Naked code and naked data are a somewhat discrete code smell that spread quickly and that decrease the quality of a project. Let’s see why and how we can avoid them through wrapped code.

Naked data

Naked data is data that is represented and passed using primitive types. Their domain is implicit or even hidden. This leads to three problems:

Poor type vocabulary
Low type safety
Bugs

Let’s jump to an example. Suppose you are given the following function:

runJob :: Int -> Int -> String -> String -> IO ()
runJob projectId companyId jobType priority = -- do something

Unless if you check the implementation of this function, you don’t know in which order to pass the arguments. Furthermore, projectId and companyId are actually just Ints, meaning they are seen as the same by readers and by the compiler.

This program presents a very low vocabulary and opens up a whole world of errors such as:

let projectId = 1
let companyId = 2
let jobType = "download"
let priority = "normal"

-- wrong order
runJob companyId projectId priority jobType

let otherCompanyId = 1

-- compiles and evaluates to True
companyId == projectId

You might be thinking: “You can cover these cases through exhaustive testing”. That might help a little, but it’s way better to make it right by design.

This example above could be made right by design by wrapping data in its own domain:

newtype ProjectId = ProjectId Int
newtype CompanyId = CompanyId Int
data JobType = Download | Upload | Save
data Priority = Low | Normal | High

runJob :: ProjectId -> CompanyId -> JobType -> Priority

This way we have both a rich vocabulary and type safety, which avoids all the mistakes that were possible before. This sure adds a tiny overhead, but one thing I have been learning with my Team Lead Robert Kreuzer is that life is made of tradeoffs. And here the pros are much stronger than the cons.

Naked code

The concept of naked code is similar to the concept of naked data, but I’d say it’s slightly more subjective.

Naked code is code written and implemented without a domain. It has the potential to be something on its own, but, unfortunately, it’s not.

I have mainly three problems with naked code:

Harder to test
Hard to read
Impossible to reuse

An example of naked code would be:

-- |  Active companies with failed jobs should be alerted.
getCompaniesToAlert :: [CompanyId] -> [Job] -> [CompanyId]
getCompaniesToAlert activeCompanies allJobs =
  intersect activeCompanies (nub . map jobCompanyId . filter ((== Failed) . jobStatus) $ allJobs)

Good luck reading this, and, even worse, reading a system where code like this is the norm. For someone reading this, it’s unclear what this function is really about. I think of this kind of code like that kind of people who keep making parenthesis while telling a story and neither them neither you can understand where it is going.

Instead, give every piece of knowledge and behaviour its own place and let composition be declarative and objective:

getCompaniesToAlert :: [CompanyId] -> [Job] -> [CompanyId]
getCompaniesToAlert subscribedCompanies allJobs =
  intersect subscribedCompanies getCompaniesWithFailingJobs

getFailedJobs :: [Job] -> [Job]
getFailedJobs = filter ((== Failed) . jobStatus)
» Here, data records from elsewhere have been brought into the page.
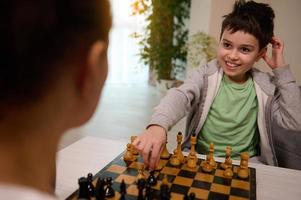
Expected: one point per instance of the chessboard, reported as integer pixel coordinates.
(182, 180)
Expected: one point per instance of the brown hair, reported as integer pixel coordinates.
(253, 18)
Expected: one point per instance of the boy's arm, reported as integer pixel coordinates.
(171, 109)
(287, 109)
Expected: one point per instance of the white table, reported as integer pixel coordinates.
(90, 154)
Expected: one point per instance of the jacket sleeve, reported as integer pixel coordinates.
(178, 101)
(287, 104)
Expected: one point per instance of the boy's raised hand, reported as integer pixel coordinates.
(277, 59)
(150, 144)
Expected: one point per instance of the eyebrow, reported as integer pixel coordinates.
(244, 45)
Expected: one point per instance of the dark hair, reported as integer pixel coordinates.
(37, 36)
(253, 18)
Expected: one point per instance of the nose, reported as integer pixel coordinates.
(233, 54)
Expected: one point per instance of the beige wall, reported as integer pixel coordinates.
(287, 26)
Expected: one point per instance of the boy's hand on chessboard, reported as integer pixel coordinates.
(277, 59)
(150, 145)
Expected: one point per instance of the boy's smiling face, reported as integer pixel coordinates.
(237, 53)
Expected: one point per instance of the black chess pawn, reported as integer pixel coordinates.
(122, 190)
(152, 180)
(141, 186)
(109, 191)
(190, 197)
(91, 187)
(148, 192)
(99, 189)
(164, 192)
(83, 192)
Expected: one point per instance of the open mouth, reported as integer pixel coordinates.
(231, 65)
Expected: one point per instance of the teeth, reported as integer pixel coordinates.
(231, 64)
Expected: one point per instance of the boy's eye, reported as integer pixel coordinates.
(245, 50)
(226, 45)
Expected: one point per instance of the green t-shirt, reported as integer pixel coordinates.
(232, 120)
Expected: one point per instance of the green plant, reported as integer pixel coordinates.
(201, 48)
(165, 35)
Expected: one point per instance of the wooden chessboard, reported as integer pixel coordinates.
(182, 180)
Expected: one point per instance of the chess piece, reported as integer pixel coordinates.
(140, 172)
(228, 173)
(140, 186)
(164, 189)
(152, 180)
(99, 189)
(129, 156)
(165, 153)
(243, 170)
(192, 158)
(122, 190)
(174, 160)
(83, 192)
(211, 155)
(228, 160)
(90, 185)
(134, 150)
(206, 167)
(148, 192)
(108, 190)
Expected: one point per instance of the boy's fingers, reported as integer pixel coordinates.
(146, 153)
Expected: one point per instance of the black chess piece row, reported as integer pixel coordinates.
(102, 190)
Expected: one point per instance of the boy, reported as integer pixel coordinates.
(228, 101)
(53, 67)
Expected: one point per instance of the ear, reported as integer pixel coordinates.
(261, 53)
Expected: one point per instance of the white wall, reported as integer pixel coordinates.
(200, 12)
(287, 25)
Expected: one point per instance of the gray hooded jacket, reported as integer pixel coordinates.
(277, 95)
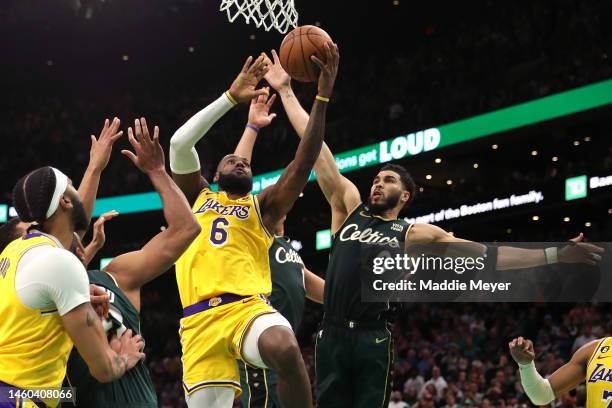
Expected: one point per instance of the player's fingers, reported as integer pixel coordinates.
(145, 130)
(271, 101)
(130, 156)
(317, 61)
(579, 238)
(138, 130)
(245, 67)
(116, 136)
(132, 139)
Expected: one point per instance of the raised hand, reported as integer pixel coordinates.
(102, 147)
(276, 76)
(99, 236)
(149, 155)
(243, 87)
(259, 112)
(521, 350)
(329, 69)
(129, 347)
(579, 251)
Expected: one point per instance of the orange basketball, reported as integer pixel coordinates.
(296, 49)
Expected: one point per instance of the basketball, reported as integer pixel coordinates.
(297, 48)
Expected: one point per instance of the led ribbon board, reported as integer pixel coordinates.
(528, 113)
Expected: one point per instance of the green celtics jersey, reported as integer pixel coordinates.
(135, 389)
(362, 236)
(288, 290)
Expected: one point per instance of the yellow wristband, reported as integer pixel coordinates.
(231, 98)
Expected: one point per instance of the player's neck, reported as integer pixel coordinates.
(59, 230)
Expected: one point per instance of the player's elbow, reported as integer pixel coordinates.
(102, 372)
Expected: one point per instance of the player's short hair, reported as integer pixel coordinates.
(405, 178)
(9, 233)
(33, 193)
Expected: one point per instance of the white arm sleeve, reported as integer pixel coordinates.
(538, 389)
(183, 156)
(51, 277)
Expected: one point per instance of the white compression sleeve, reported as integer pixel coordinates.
(183, 156)
(538, 389)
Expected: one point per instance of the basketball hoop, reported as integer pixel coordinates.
(278, 14)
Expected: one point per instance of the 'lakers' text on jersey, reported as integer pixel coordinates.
(34, 346)
(361, 235)
(231, 253)
(599, 376)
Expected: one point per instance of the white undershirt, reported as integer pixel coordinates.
(48, 277)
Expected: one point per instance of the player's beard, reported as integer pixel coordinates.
(235, 183)
(389, 203)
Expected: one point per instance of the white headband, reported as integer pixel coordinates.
(61, 183)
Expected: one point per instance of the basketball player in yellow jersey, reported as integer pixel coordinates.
(592, 362)
(44, 296)
(224, 276)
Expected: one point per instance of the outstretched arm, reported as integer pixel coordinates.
(184, 160)
(508, 257)
(99, 155)
(259, 118)
(340, 192)
(134, 269)
(277, 200)
(542, 391)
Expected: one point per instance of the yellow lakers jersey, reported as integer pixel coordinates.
(34, 346)
(231, 253)
(599, 376)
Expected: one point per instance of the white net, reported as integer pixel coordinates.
(278, 14)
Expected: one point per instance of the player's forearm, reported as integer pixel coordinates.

getCompaniesWithFailingJobs :: [Job] -> [CompanyId]
getCompaniesWithFailingJobs = nub . map jobCompanyId . getFailedJobs

Again, this adds a small overhead, but the pros are more than the cons since the code is now:

Testable
Declarative
Readable
Reusable

Salt & Olive oil

This approach must be taken with a pinch of salt (and olive oil). Measure well the trade-off you are making in your specific case and choose accordingly. Sometimes, breaking everything to its own function is not the best route and it’s important to be balanced in this case.